Aux termes de l'article L. 741-3 du Ceseda :
' Un étranger ne peut être placé ou maintenu en rétention que pour le temps strictement nécessaire à son départ. L'administration exerce toute diligence à cet effet'.
Il convient de rappeler que la suspension des vols commerciaux internationaux décidée par les autorités tunisiennes, marocaines ou algériennes ne fait pas, en principe, obstacle à l'exécution de la mesure d'éloignement, et à l'organisation des vols dédiés permettant l'application des accords internationaux en matière d'immigration clandestine, les pays demeurant tenus de rapatrier leurs ressortissants et la fermeture des frontières ne concernant pas la mesure d'éloignement de l'intéressé, fondée sur l'impossibilité légale de rester sur le territoire.
La cour de cassation ne fixe pas la nature des diligences à effectuer mais a considéré que les diligences faites le premier jour ouvrable suivant le placement respectent les exigences légales rappelé que l'administration n'a pas de pouvoir de contrainte sur les autorités consulaires en application du principe de souveraineté des Etats, en sorte que l'absence de réponse suite à la saisine ne saurait être reprochée à l'administration et qu'il n'y a pas lieu de vérifier les diligences éventuelles postérieures à la saisine du consulat (pourvoi n° 09-12.165).
Ainsi qu'il a été rappelé ci dessus, la préfecture a effectué les diligences et obtenu un laissez passer pendant la première période de prolongation.
Le moyen n'étant pas fondé et les conditions de la seconde prolongation étant réunies au regard des dispositions de l'article L.742-4 du CESEDA, il convient de confirmer la décision.
PAR CES MOTIFS,
DÉCLARONS l'appel recevable,
CONFIRMONS l'ordonnance du juge des libertés et de la détention de RENNES du 4 novembre 2022,
LAISSONS les dépens à la charge du Trésor Public.
Fait à Rennes, le 8 novembre 2022 à 16 heures 30.

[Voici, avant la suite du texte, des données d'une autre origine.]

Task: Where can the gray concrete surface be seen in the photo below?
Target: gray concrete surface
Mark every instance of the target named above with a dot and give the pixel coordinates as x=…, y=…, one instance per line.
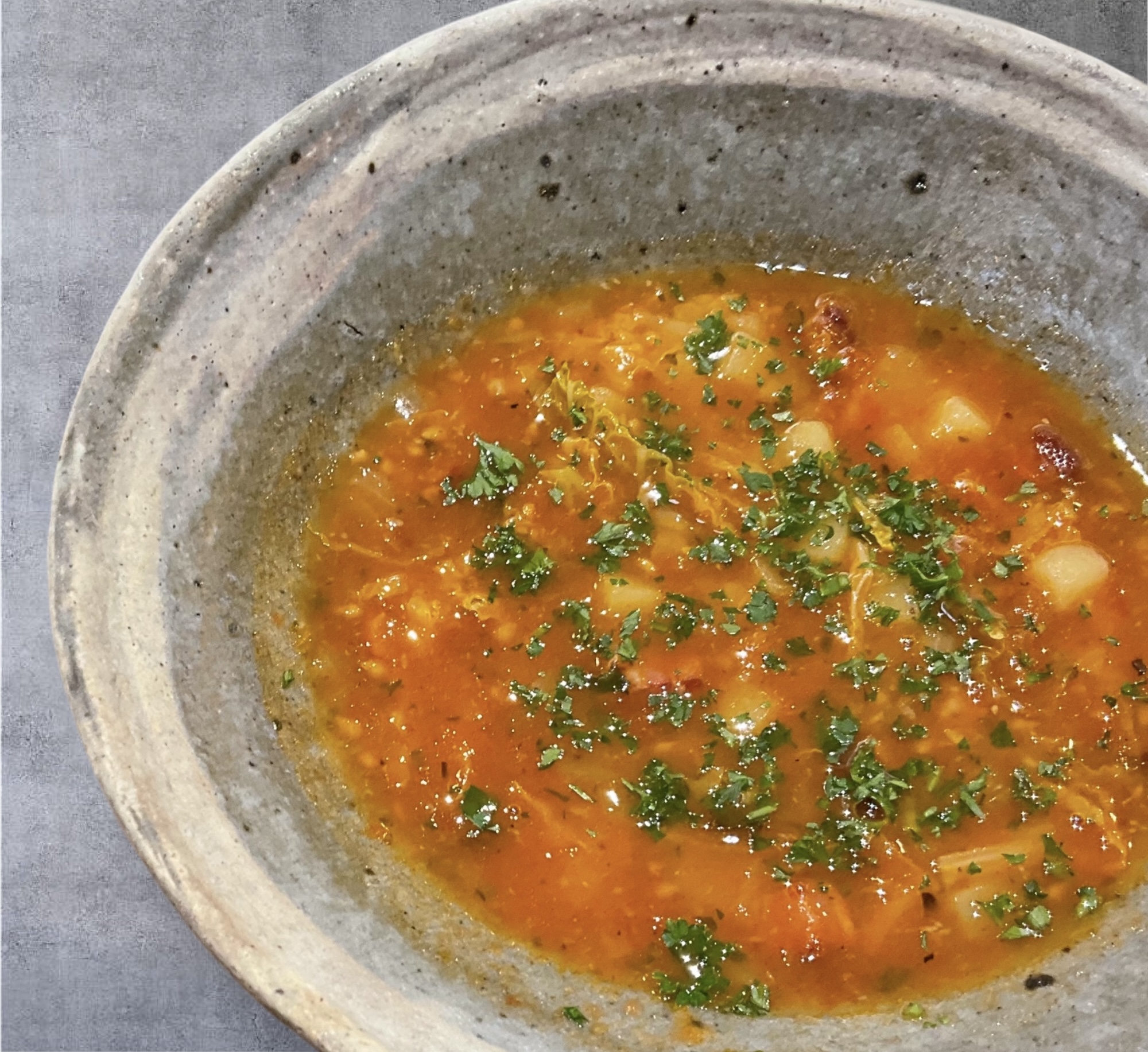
x=115, y=112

LE GREFFIER, PAR DÉLÉGATION,
LE CONSEILLER,
Notification de la présente ordonnance a été faite ce jour à M. [I] [S] [L] [N] alias [C] [E], à son avocat et au préfet
Le Greffier,
Cette ordonnance est susceptible d'un pourvoi en cassation dans les deux mois suivant la présente notification et dans les conditions fixées par les articles 973 et suivants du code de procédure civile.
Communication de la présente ordonnance a été faite ce même jour au procureur général.